Indonesia's hobbit-sized humans find humble home

Tomi Soetjipto, Reuters

Newly unearthed remains of hobbit-sized humans, perhaps one of the most significant finds involving human evolution in recent years, are being stored in an office drawer in the Indonesian capital.

A lack of funds and strict laws on the removal of national treasures from the country mean the bones of several Homo floresiensis, who stood about one metre (three feet) tall and walked the earth about 13,000 years ago, are being kept at a modest government office in Jakarta, archaeologists said.

The small hominids, dubbed "Flores man", were first unearthed in a limestone cave on the remote island of Flores in 2003 by Australian and Indonesian scientists and the findings published to great acclaim this week in the journal Nature.

"They are now stored in a steel cabinet in the office," Thomas Sutikna, the archaeologist who first discovered the prized skull of a "Flores man", told Reuters on Friday, referring to the National Archaeology office in Jakarta.

"In 2004 we also found the lower part of a jaw, parts of legs and arms and some teeth."

The findings have stunned anthropologists, as the remains represent a new creature more closely resembling the fictional hobbits of the Lord of the Rings trilogy than modern humans.

Small tools and the remains of a pygmy elephant, or Stegodon, hunted by the hominids for food have also been unearthed.

"Flores man" is thought to be a descendant of Homo erectus, who had a large brain, was full-sized and spread out from Africa to Asia about two million years ago.

Scientists suspect "Flores man" lived at the same time as modern humans and became extinct after a massive volcanic eruption on the island around 12,000 years ago.

However, local folk tales suggest the hominids may have still been living on Flores until the Dutch arrived in the 1500s.
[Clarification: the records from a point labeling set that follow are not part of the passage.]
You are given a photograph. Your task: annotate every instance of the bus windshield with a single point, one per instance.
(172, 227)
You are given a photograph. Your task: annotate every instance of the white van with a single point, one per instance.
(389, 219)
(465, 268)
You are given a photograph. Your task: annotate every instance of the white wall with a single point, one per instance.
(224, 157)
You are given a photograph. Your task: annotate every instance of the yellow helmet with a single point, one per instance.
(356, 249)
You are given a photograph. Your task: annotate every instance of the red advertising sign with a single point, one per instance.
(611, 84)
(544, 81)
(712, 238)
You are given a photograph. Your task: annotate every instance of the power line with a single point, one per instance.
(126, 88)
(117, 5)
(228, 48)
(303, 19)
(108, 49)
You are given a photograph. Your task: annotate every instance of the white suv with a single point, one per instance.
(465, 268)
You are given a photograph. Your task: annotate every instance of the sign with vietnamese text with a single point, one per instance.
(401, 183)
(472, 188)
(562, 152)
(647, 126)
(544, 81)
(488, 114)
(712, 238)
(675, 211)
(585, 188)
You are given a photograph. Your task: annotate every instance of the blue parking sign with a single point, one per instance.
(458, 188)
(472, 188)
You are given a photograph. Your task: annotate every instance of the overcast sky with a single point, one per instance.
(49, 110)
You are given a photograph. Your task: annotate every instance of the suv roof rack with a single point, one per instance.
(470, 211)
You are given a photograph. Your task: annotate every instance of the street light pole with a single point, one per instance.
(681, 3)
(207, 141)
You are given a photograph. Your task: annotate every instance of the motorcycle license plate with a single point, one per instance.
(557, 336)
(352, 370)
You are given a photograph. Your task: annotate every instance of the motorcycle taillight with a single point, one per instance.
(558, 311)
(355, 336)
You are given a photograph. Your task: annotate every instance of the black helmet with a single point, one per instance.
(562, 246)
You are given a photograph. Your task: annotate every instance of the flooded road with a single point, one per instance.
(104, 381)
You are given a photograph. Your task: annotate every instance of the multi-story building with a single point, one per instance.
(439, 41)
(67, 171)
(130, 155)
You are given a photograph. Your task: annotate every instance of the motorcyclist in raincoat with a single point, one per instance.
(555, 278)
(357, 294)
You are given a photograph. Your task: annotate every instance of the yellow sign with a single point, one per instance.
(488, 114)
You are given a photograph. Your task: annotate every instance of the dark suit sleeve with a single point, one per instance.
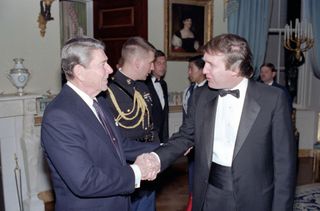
(81, 159)
(133, 148)
(284, 155)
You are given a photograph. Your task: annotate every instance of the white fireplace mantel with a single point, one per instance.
(19, 136)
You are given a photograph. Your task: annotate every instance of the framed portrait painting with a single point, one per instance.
(188, 26)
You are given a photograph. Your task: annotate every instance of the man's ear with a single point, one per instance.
(137, 63)
(78, 72)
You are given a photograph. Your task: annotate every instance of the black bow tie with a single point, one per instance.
(235, 93)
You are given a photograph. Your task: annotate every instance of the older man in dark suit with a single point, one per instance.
(245, 156)
(86, 153)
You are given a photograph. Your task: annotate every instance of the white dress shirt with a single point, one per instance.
(186, 94)
(157, 86)
(89, 101)
(228, 114)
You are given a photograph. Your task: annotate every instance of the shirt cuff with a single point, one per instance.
(137, 175)
(157, 156)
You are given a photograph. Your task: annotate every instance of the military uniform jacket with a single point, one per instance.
(123, 89)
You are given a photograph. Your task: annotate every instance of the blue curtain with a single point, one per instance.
(250, 19)
(310, 12)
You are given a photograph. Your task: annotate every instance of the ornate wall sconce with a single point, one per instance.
(299, 39)
(44, 15)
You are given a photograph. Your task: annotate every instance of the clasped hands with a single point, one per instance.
(149, 166)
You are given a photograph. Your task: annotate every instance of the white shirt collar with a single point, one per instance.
(86, 98)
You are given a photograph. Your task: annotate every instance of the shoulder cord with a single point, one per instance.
(139, 105)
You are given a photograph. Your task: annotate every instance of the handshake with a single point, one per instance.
(149, 165)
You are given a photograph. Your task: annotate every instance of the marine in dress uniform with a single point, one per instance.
(131, 104)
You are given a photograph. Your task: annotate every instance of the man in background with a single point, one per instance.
(268, 73)
(130, 101)
(86, 153)
(159, 94)
(197, 82)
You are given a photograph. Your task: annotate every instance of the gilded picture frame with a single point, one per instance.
(188, 26)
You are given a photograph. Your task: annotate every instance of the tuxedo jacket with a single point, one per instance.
(160, 117)
(264, 158)
(86, 170)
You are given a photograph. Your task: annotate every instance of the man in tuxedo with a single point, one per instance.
(267, 74)
(245, 155)
(159, 95)
(85, 151)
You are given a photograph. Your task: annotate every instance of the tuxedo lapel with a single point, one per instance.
(250, 111)
(207, 134)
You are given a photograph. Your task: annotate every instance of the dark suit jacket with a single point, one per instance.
(86, 171)
(289, 98)
(159, 116)
(264, 159)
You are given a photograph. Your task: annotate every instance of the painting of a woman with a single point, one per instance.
(185, 38)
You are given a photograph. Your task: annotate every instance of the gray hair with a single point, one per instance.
(78, 51)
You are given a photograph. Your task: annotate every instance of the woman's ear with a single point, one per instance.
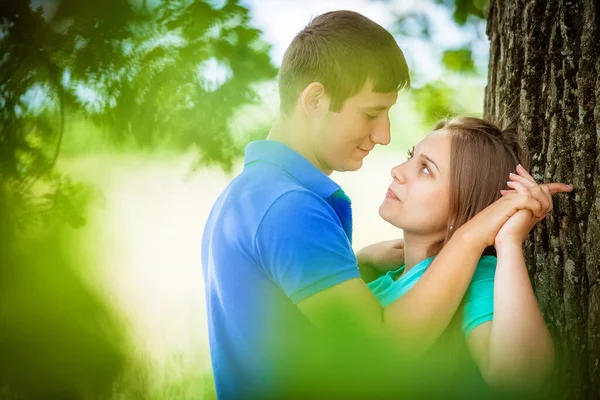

The hominid family, which includes humans and pre-humans, diverged from chimpanzees about seven million years ago.

The findings in Flores have been described as an "extraordinarily important" piece in the complex puzzle of human evolution.

Australian scientists from the University of New England were primarily involved in determining the age of the bones as well as reconstructing the skeletal elements, Sutikna said.

Australian scientists have said they hope to find more new species of small humans on other islands surrounding Flores, 1,500 kilometers (940 miles) east of Jakarta.

Soejono, another Indonesian archaeologist, said a lack of funds had hindered early excavations in the Liang Bua limestone cave which began in the 1970s.

Soejono, who launched the first excavation three decades ago, said his government-sponsored team had found scattered evidence of prehistoric life in the cave after being tipped off by a Dutch missionary living in the island.

"We found that the cave once housed systematic life ... We conducted our own research until the money ran out," he told Reuters.

The project was halted in 1989 and restarted with funding from the University of New England in 2001, Soejono said.